Python Calculate Accuracy Decision Tree Without Sklearn

Decision trees are powerful machine learning models that can classify data points into categories. Calculating their accuracy is essential for evaluating model performance. This guide explains how to calculate decision tree accuracy in Python without using scikit-learn, including a step-by-step implementation and practical example.

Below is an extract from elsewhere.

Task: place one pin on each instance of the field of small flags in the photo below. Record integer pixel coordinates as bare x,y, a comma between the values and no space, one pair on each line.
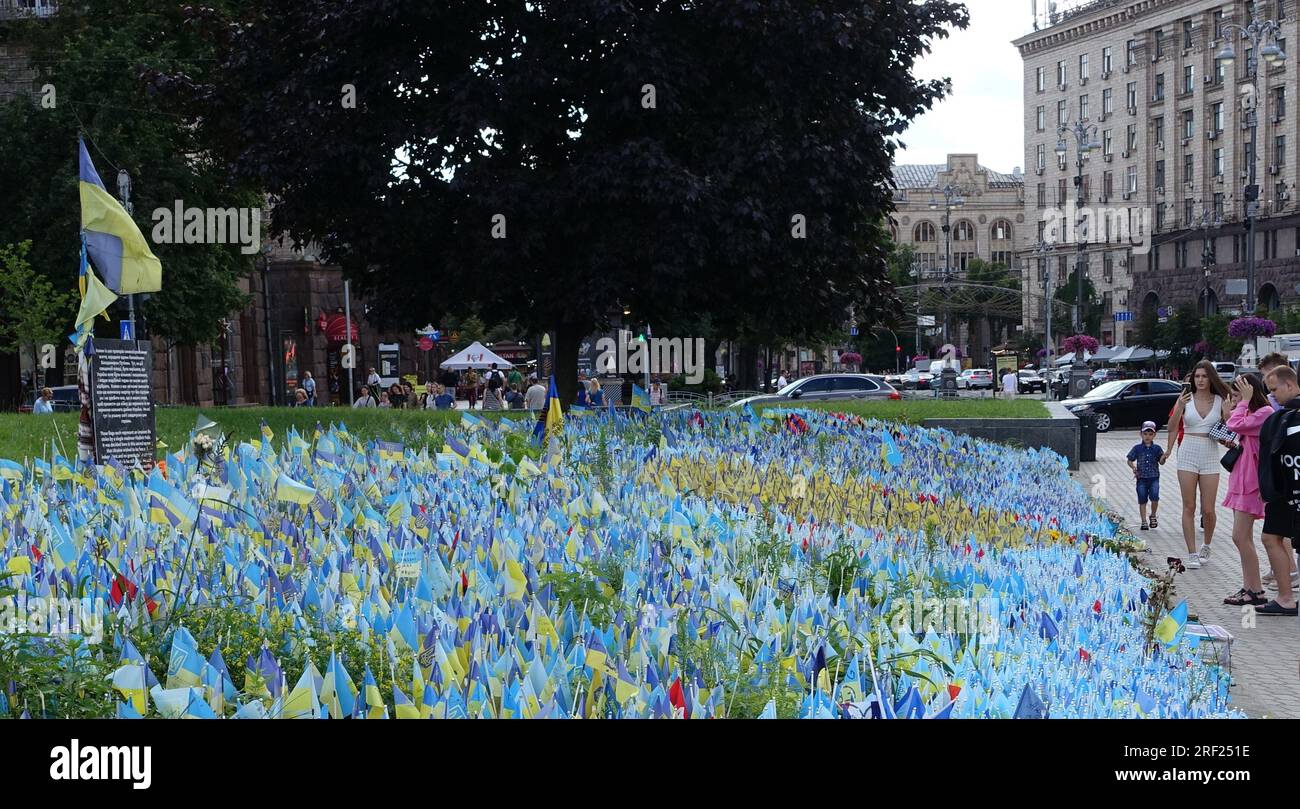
697,565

How to Calculate Decision Tree Accuracy in Python

Decision tree accuracy measures how often the model correctly predicts the target class. The calculation involves comparing predicted values with actual values in your dataset. Here's how to implement this without scikit-learn:

Step-by-Step Process

Prepare your dataset with features and target labels
Split the data into training and testing sets
Build a decision tree model from scratch
Make predictions on the test set
Compare predictions with actual values
Calculate the accuracy percentage

Accuracy is calculated as the ratio of correct predictions to total predictions. It's a simple but effective metric for evaluating classification models.

The Accuracy Formula

The accuracy formula is straightforward:

Accuracy = (Number of Correct Predictions / Total Number of Predictions) × 100

Where:

Number of Correct Predictions = Count of instances where predicted class matches actual class
Total Number of Predictions = Total instances in the test set

This formula gives you a percentage that represents how often your model makes correct predictions.

Worked Example

Let's walk through a practical example using a simple dataset:

Example Dataset

Feature 1	Feature 2	Actual Class
5.1	3.5	0
6.2	2.8	1
4.9	3.1	0
5.8	2.6	1
5.5	2.4	1

Calculation Steps

Assume our model predicts: [0, 1, 0, 1, 1]
Compare with actual classes: [0, 1, 0, 1, 1]
Count correct predictions: 5
Total predictions: 5
Accuracy = (5/5) × 100 = 100%

In this perfect scenario, our model achieves 100% accuracy. In real-world cases, you'll typically see values between 70% and 95%.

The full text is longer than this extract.